Para entonces Bob ya se había recuperado un poco. Le hice una caricia en la parte alta de la cabeza. Obviamente aún notaba la inyección, por lo que no quise tocarle el cuello, convencido de que me habría clavado la zarpa en la mano.

—¿Has oído eso, Bob? —le pregunté—. Por lo visto ya somos oficialmente una familia.

Estoy seguro de que atraje más miradas que de costumbre cuando más tarde caminamos de vuelta de Islington. Debía de lucir una sonrisa más ancha que el Támesis.

Tener a Bob conmigo suponía una gran diferencia respecto a la forma en que llevaba mi vida. Él me había limpiado completamente en más de un sentido.

Además de proporcionarme una rutina y una sensación de responsabilidad, también me había obligado a mirarme a mí mismo, y debo confesar que no me gustó nada lo que vi.

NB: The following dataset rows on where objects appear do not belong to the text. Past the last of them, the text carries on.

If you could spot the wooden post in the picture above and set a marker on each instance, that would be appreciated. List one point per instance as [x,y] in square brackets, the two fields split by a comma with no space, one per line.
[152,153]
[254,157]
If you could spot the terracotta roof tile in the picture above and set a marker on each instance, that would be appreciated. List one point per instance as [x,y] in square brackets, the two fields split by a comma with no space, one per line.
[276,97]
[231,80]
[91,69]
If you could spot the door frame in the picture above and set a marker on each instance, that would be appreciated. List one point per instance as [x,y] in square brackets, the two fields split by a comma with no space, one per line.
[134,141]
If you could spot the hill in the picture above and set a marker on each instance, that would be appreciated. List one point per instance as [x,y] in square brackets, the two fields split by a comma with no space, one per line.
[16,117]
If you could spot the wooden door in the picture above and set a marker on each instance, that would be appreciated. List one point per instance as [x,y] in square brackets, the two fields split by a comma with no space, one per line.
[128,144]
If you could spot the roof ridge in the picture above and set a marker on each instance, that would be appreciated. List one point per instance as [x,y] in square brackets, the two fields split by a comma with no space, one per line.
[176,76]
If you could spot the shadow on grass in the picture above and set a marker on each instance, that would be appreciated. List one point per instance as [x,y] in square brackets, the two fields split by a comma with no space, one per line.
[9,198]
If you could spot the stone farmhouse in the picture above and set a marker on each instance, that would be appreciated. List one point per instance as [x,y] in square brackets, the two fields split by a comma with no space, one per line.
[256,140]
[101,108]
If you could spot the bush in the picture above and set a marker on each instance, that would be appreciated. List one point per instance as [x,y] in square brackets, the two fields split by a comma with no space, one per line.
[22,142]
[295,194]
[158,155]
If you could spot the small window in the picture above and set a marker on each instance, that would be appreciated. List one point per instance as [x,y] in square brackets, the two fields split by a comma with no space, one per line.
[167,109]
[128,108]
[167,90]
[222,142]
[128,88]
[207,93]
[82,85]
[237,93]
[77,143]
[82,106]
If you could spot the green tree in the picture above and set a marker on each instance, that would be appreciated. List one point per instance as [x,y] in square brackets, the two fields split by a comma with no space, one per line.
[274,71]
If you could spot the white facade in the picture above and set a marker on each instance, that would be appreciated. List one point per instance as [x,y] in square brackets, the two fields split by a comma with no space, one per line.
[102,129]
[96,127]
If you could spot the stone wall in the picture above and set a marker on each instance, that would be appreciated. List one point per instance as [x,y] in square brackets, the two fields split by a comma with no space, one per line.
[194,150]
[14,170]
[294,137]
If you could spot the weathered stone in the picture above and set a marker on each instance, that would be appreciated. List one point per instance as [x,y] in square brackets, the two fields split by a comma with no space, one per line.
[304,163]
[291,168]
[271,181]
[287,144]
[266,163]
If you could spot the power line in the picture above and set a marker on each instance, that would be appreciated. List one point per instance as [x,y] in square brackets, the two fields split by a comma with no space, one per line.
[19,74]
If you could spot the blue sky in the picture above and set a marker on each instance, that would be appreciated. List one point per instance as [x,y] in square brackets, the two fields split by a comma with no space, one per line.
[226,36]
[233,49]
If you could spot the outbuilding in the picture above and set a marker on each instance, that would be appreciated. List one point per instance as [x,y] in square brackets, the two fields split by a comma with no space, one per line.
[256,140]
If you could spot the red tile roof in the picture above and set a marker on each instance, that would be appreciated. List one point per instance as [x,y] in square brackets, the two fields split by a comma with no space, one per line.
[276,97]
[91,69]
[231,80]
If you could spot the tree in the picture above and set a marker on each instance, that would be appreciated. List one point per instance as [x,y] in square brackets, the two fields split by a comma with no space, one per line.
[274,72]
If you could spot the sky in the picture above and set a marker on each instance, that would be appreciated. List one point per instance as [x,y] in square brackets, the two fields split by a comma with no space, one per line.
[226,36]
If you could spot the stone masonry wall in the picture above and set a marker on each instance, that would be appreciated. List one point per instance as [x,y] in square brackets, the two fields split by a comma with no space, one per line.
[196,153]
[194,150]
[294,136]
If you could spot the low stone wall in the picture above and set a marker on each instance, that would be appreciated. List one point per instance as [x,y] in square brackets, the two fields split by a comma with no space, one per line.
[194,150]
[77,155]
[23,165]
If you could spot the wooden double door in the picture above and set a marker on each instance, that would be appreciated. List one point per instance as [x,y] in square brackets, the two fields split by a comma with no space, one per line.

No estaba orgulloso de ser un adicto en vías de rehabilitarse, ni mucho menos de tener que visitar una clínica cada quince días y recoger la medicación de la farmacia una y otra vez. De modo que me impuse la norma de que, salvo que fuera absolutamente necesario, no iba a llevar a Bob a esas salidas. Sé que puede sonar absurdo, pero no quería que él viera esa parte de mi pasado. Aquello era algo en lo que también me había ayudado; por fin lo veía como algo pasado. Y contemplaba mi futuro como una persona totalmente limpia, llevando una vida normal. Solo tenía que completar el largo viaje que llevaba hasta ese punto.

Aún había un montón de cosas que me recordaban ese pasado y el largo camino que aún me quedaba por recorrer. Unos días después de haberle insertado el microchip, estaba dando vueltas por casa buscando mi nuevo abono transporte —que acababa de recibir esa semana con el correo—, cuando empecé a vaciar el contenido de un cajón de mi dormitorio.

Allí, al fondo del todo, bajo una pila de viejos periódicos y ropa, encontré un recipiente de plástico. Lo reconocí de inmediato, aunque hacía tiempo que no lo veía. Contenía toda la parafernalia que precisaba cuando me inyectaba heroína. Dentro había jeringuillas, agujas, todo lo necesario para mi vicio. Fue como contemplar un fantasma. Su visión me trajo un montón de malos recuerdos. Vi imágenes de mí mismo que hubiera deseado haber borrado de mi mente para siempre.

En ese momento decidí que no quería tener en casa aquella caja ni un minuto más. No quería que estuviera ahí para recordarme todo aquello y, tal vez, tentarme. Y definitivamente no quería que estuviera cerca de Bob, a pesar de que estaba oculta a su vista.

Bob, sentado junto al radiador como de costumbre, se levantó al ver que me ponía el abrigo y me disponía a bajar a la calle. Me siguió todo el camino hasta el cuarto de basuras, observándome con atención mientras tiraba la caja en el contenedor de reciclar residuos peligrosos.

—Ya está —dije volviéndome hacia él, que me miraba fijamente con ojos inquisidores—. Solo estaba haciendo algo que debería haber hecho hace mucho tiempo.